It’s tough to protect yourself in this crazy world we live in. It’s both a beautiful and an ugly world, a peaceful and a violent world. It’s an angry world beset with conflict, and yet tempered with tranquil moments that keep hopes alive. It was designed a perfect and harmonious world, but populated with assortments of imperfect beings. As civilization progresses, the uncivilized elements keep popping up which test our resolve to try understanding the unexplainable.
Violence and terrorism are two major topics currently taking precedence over mundane subjects such as climate change, the economy and budgets. Reports of the numerous incidents of violence are so numerous it’s difficult keeping up with them. Skip those reports and go to the entertainment or sports section. Don’tt bother with keeping track of how many people were violently killed today.

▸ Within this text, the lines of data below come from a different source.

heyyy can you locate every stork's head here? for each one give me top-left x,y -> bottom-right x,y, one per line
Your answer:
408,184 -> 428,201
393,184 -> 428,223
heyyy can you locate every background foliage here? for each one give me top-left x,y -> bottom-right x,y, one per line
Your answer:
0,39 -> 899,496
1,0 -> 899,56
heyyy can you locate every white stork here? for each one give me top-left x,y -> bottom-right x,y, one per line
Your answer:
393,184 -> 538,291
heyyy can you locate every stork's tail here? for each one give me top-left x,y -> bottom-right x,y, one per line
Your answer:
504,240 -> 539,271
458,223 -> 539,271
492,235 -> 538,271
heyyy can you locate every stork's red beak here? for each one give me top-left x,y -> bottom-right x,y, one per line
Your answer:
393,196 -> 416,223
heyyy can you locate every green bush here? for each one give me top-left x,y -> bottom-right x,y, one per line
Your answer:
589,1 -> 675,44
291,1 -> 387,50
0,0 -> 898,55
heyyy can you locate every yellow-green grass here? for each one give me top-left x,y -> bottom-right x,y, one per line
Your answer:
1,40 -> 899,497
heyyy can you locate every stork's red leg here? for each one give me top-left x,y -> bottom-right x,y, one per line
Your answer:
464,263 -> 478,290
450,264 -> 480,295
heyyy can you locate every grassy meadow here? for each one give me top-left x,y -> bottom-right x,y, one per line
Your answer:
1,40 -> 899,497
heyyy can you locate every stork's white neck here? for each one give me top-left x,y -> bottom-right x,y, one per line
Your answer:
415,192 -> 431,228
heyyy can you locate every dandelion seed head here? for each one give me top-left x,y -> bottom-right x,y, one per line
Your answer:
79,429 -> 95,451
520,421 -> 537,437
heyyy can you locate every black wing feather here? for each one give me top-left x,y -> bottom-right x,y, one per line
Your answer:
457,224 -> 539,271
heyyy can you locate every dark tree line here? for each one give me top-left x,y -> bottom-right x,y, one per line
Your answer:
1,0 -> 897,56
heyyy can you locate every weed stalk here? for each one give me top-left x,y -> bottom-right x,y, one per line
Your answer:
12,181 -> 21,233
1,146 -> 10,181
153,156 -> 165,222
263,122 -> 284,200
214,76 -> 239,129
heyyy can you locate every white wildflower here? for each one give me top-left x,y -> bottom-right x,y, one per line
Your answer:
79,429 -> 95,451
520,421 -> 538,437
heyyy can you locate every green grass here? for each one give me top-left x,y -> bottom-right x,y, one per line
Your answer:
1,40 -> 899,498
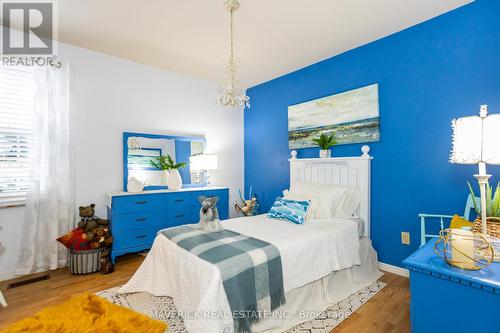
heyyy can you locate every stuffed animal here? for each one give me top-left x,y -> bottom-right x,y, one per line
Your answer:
198,196 -> 223,232
77,204 -> 110,241
88,228 -> 113,249
235,195 -> 259,216
77,204 -> 113,251
100,248 -> 115,274
57,203 -> 115,275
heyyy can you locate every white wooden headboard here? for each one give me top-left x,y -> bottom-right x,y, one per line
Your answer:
289,145 -> 373,237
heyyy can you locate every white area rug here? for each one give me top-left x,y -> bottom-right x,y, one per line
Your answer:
96,280 -> 386,333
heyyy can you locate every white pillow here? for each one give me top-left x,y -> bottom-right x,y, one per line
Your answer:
282,190 -> 319,221
332,186 -> 362,217
289,183 -> 347,219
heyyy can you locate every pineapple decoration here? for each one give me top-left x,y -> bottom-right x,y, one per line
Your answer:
235,187 -> 259,216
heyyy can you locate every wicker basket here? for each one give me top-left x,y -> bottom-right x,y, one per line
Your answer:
473,217 -> 500,238
69,248 -> 103,275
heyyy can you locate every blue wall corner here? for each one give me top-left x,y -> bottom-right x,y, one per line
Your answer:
244,0 -> 500,267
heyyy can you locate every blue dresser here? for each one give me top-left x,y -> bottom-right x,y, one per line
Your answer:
106,186 -> 229,263
403,240 -> 500,333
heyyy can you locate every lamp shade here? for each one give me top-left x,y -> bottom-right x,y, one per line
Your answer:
450,113 -> 500,165
189,154 -> 218,171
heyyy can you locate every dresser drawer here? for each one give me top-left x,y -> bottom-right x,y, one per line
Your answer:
107,188 -> 230,264
112,211 -> 165,232
167,208 -> 196,226
113,228 -> 158,250
166,192 -> 193,208
112,195 -> 163,214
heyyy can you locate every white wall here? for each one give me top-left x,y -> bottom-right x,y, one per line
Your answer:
0,43 -> 244,280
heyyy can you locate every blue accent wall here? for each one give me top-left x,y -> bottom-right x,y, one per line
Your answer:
244,0 -> 500,267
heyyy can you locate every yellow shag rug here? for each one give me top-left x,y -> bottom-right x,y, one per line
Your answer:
1,293 -> 167,333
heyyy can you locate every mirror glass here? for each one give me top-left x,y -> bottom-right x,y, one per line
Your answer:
123,132 -> 206,191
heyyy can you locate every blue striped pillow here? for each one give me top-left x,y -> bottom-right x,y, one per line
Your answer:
268,197 -> 310,225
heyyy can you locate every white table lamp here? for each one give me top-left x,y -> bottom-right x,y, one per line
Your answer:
189,154 -> 218,185
450,105 -> 500,234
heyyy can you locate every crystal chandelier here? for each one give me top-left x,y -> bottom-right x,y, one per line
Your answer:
217,0 -> 250,110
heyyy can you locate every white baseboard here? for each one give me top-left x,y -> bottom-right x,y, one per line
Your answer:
378,262 -> 409,278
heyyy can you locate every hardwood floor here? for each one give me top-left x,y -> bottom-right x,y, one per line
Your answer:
0,254 -> 143,329
0,255 -> 410,332
334,272 -> 410,333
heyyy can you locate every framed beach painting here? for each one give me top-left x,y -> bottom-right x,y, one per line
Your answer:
127,148 -> 162,170
288,83 -> 380,149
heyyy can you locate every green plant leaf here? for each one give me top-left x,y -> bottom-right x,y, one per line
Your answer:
467,181 -> 480,216
149,159 -> 158,169
486,182 -> 493,216
149,154 -> 186,170
312,133 -> 337,149
150,156 -> 166,170
492,182 -> 500,217
174,162 -> 187,169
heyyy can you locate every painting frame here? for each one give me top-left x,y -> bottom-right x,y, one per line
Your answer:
288,83 -> 380,149
127,147 -> 162,170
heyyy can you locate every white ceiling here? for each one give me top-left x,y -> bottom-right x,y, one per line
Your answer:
58,0 -> 472,87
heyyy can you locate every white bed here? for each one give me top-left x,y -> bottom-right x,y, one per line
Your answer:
119,147 -> 380,333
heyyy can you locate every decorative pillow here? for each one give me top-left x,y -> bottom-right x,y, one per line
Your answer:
57,227 -> 91,250
282,190 -> 318,221
449,215 -> 473,229
268,197 -> 310,225
332,186 -> 362,218
290,183 -> 347,219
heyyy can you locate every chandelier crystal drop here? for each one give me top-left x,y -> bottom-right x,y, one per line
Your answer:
217,0 -> 250,110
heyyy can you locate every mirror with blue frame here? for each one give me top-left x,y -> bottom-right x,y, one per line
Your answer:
123,132 -> 206,191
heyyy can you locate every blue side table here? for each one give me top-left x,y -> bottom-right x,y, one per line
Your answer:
403,240 -> 500,333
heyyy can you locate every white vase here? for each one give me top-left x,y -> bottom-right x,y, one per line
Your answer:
319,149 -> 331,158
167,169 -> 182,190
159,170 -> 170,186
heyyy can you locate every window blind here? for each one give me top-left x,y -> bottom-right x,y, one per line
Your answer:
0,66 -> 36,207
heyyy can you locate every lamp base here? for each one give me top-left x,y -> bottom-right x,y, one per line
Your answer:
474,161 -> 492,236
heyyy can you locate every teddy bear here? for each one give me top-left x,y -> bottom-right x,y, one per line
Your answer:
77,204 -> 109,241
100,248 -> 115,274
89,228 -> 113,249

The recent Boston Marathon bombing captured our nation’s attention. How dare those two young immigrant brothers, one a U.S. citizen and the other a permanent resident, terrorize us? That our country had not been terrorized in 12 years, is rather unbelievable considering the preponderance of wackos populating the world. Although our government is broken in many respects, it does a few things right. Thanks for keeping us relatively safe these past 12 years.

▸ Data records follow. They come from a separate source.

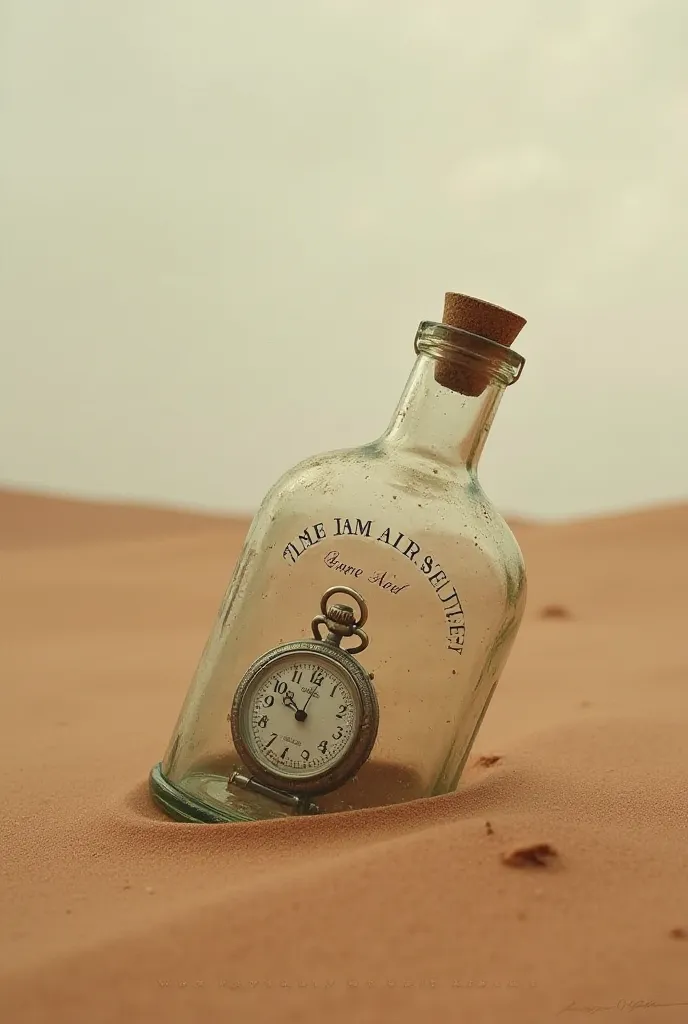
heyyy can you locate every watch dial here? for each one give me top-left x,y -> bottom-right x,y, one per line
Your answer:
238,653 -> 361,780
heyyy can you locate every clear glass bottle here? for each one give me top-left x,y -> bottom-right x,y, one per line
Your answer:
150,292 -> 528,822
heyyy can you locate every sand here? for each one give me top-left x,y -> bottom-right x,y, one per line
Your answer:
1,488 -> 687,1023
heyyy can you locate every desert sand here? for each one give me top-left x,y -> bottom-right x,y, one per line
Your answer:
1,488 -> 687,1023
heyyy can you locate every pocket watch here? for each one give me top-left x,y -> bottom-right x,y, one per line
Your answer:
228,587 -> 378,814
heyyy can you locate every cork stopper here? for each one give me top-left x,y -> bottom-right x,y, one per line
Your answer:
435,292 -> 526,396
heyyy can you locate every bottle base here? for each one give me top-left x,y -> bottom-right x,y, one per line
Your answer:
149,763 -> 287,823
149,758 -> 432,822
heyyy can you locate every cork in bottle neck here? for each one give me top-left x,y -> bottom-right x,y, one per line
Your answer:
435,292 -> 526,396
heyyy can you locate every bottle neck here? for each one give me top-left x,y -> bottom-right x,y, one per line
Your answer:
380,353 -> 507,472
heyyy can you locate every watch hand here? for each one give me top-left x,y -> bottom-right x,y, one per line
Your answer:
282,690 -> 300,713
299,684 -> 319,717
290,685 -> 318,724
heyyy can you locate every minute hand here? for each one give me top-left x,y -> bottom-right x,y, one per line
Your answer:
296,683 -> 320,721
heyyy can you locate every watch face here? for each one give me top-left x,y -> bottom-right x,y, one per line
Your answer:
235,652 -> 362,782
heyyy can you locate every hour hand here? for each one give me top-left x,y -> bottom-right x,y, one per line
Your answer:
282,690 -> 300,713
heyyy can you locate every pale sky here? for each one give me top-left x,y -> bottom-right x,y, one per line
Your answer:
1,1 -> 687,519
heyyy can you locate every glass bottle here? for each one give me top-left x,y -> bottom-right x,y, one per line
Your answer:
150,292 -> 528,822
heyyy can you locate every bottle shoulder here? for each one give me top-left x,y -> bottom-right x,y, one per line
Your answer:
468,486 -> 527,597
259,444 -> 366,504
255,446 -> 524,580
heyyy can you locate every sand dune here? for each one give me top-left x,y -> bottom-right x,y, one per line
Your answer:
1,490 -> 687,1023
0,487 -> 247,549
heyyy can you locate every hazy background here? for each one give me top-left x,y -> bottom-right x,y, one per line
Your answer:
1,0 -> 686,520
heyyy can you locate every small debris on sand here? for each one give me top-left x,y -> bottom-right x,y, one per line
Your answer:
669,927 -> 687,940
475,754 -> 502,768
501,843 -> 559,868
485,821 -> 494,836
540,604 -> 571,619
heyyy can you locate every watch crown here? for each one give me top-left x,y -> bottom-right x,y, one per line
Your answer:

Most of our world’s 7 billion people want peace, and that which comes with it. There are, however, a substantial number of fanatics, radicals and jihadists under cover out there, who are capable of and waiting for the opportunity to pack a pressure-cooker or suicide bomb and kill as many innocents as possible with one whack. “You notice me now, don’t you?” is the language they speak, a devotion and commitment unparalleled.
Having worked with youth over 30 years, I realized how impressionable they are. Most turn out OK, but there are those few who can go either way. One of my students won a Nobel Prize and another made the FBI’s most wanted list. For a myriad of reasons — abuse, bullying and resentment to name a few — young people can become deeply disturbed, confused and blatantly evil. Supposedly, the Boston bombers were “nice kids.”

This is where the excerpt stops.